Eu amo pintar e já escrevi três livros. São essas minhas paixões, que me sustentam. Como sempre digo: 'Tudo é graça e precisamos tirar algo bom'."
O que é o xeroderma pigmentoso
O xeroderma pigmentoso é uma doença genética rara causada por uma alteração em um dos sete genes responsáveis por reparar a pele após a exposição à radiação ultravioleta. Esses genes produzem proteínas que têm a função de detectar e consertar as alterações na estrutura do DNA causadas por esses raios, após exposição ao sol.
Todas as vezes que nos expomos ao sol ocorrem mutações, ou seja, alterações no DNA das células da pele. O organismo tem mecanismos para nos defender e reparar este DNA alterado por meio de algumas proteínas. Quem tem xeroderma pigmentoso tem deficiência ou ausência destas proteínas.
Mario Cezar Pires, dermatologista do Hospital do Servidor Público Estadual (HSPE)

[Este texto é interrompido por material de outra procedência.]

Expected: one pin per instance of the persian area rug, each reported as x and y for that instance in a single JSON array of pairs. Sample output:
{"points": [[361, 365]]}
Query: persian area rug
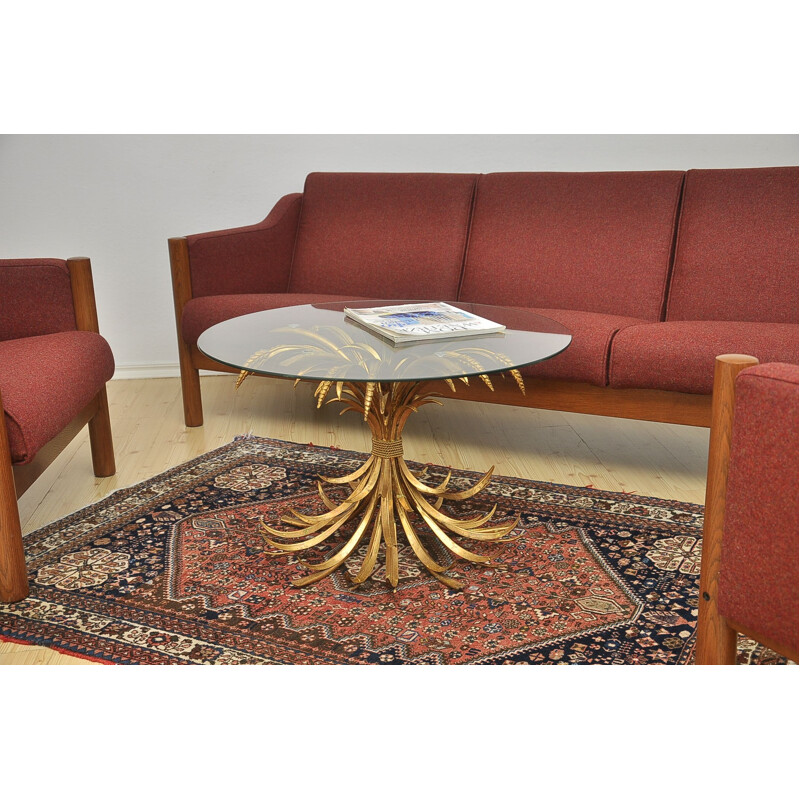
{"points": [[175, 571]]}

No caso da Sara, esses genes são defeituosos e, portanto, as células alteradas pela luz não são corrigidas, podendo se dividir e formar um câncer de pele. Além disso, esse gene "defeituoso" também aumenta em 50% os riscos de o paciente desenvolver outros tipos de câncer.
Como não há reparo do DNA, há um acometimento muito precoce dessas doenças, que em geral ocorrem depois da quarta a quinta década de vida no indivíduo. O surgimento de lesões pré-cancerosas e de cânceres acontece de maneira muito precoce, já nos primeiros anos de vida. Além disso, o paciente tem como característica uma pele seca e com manchas.
Carlos Barcaui, dermatologista, vice-presidente da Sociedade Brasileira de Dermatologia (SBD) e professor titular da Uerj (Universidade do Estado do Rio de Janeiro)
Por ser uma doença recessiva, o xeroderma pigmentoso é mais comum entre filhos de casais que têm ligação consanguínea, ou seja, quando há parentesco entre eles. Nesses casos, o risco de duas pessoas terem o mesmo erro genético é maior. Esse é o caso de Sara, cujos pais são primos.